Wall Street has been awash with whispers about how Blackstone’s blockbuster real estate fund values its assets.Credit…Jeenah Moon/Reuters

The numbers behind a big fund

On Wall Street, one mystery has been whispered about for months: How accurate is the valuation of Blackstone’s flagship real estate fund?

The speculation has arisen because the fund, the $59 billion Blackstone Real Estate Income Trust — more commonly known as BREIT — has managed to keep an “appraised” value of its assets that far exceeds virtually every other real estate fund. Many rivals have fallen in value, some quite dramatically, in the face of high interest rates and a flagging property market.

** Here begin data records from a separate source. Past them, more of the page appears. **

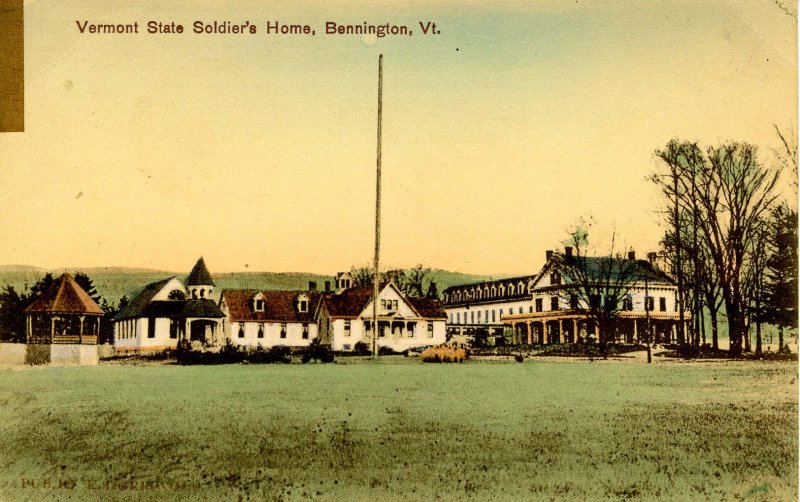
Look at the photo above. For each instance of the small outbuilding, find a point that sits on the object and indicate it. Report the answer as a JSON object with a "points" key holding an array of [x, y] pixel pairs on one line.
{"points": [[61, 318]]}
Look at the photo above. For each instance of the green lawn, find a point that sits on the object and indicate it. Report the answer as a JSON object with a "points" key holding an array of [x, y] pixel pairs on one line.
{"points": [[401, 431]]}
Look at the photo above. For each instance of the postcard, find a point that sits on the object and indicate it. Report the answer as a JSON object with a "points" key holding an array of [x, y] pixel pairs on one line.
{"points": [[392, 250]]}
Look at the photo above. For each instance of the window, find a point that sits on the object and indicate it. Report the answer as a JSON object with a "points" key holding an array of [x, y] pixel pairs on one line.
{"points": [[258, 304], [389, 305], [176, 294]]}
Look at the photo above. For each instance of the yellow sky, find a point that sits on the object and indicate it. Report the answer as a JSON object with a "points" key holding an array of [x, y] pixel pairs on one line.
{"points": [[258, 151]]}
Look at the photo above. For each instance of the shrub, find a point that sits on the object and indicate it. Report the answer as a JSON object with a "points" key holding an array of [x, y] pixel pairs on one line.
{"points": [[317, 352], [444, 354], [279, 354], [386, 351]]}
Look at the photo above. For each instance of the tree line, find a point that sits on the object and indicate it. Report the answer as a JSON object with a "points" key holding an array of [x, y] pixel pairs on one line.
{"points": [[730, 239]]}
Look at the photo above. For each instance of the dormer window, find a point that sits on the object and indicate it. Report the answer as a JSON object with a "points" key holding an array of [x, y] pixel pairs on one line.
{"points": [[302, 303], [257, 302], [176, 294]]}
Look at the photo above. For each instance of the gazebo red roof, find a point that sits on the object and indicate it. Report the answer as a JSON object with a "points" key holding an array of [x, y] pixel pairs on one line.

BREIT’s performance has floated above its competition, and it has boasted a 10.5 percent annual return since its 2017 debut.

The debate over the fund’s impressive performance has taken on greater significance, and the criticism has grown louder, because of how Blackstone determines the appraised value of its assets, DealBook’s Andrew Ross Sorkin and Michael de la Merced report. Many major firms rely on a third-party appraiser to determine the worth of a fund’s assets, in part so investors can trust that the appraised value is accurate and not unduly influenced by the firms. (Those appraisals help to determine a firm’s management fees: The higher the appraisal value, the higher the fees.)

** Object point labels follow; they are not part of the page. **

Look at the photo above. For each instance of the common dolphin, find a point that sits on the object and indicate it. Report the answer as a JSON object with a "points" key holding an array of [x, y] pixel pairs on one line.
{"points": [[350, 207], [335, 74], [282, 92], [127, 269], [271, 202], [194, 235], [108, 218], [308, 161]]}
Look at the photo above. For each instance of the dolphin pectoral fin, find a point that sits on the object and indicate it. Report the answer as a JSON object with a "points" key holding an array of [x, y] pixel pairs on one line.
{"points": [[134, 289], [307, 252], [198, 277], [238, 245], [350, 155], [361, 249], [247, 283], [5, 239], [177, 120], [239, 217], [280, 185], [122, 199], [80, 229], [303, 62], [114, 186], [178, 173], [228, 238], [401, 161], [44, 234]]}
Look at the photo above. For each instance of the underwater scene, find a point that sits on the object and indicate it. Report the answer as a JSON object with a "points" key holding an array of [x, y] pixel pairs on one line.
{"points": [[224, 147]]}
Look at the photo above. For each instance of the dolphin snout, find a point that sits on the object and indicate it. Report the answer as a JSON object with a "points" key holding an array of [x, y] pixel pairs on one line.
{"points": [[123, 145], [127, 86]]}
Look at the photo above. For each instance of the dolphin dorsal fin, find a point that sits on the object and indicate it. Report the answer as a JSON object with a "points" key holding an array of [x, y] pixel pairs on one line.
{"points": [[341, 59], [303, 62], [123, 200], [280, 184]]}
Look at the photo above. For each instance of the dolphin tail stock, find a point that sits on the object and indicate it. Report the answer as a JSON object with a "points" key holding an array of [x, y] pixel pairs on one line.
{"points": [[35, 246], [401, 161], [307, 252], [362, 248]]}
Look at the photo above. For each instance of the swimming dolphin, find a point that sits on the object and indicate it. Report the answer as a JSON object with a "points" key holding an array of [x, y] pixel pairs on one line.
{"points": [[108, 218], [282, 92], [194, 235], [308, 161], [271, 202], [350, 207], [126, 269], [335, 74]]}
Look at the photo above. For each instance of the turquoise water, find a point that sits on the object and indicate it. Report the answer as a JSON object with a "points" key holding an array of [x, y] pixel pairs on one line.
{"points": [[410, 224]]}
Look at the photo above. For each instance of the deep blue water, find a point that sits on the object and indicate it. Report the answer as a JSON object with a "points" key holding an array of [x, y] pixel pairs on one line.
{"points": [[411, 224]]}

Blackstone appears to do it differently. While it uses a third-party appraiser and an outside auditor, the firm has the final say on the appraised value of its own assets.

Blackstone is open about its approach. From a recent prospectus:

While Blackstone discloses how it determines the final valuation, some on Wall Street have questioned how much latitude firms should have in appraising their own assets.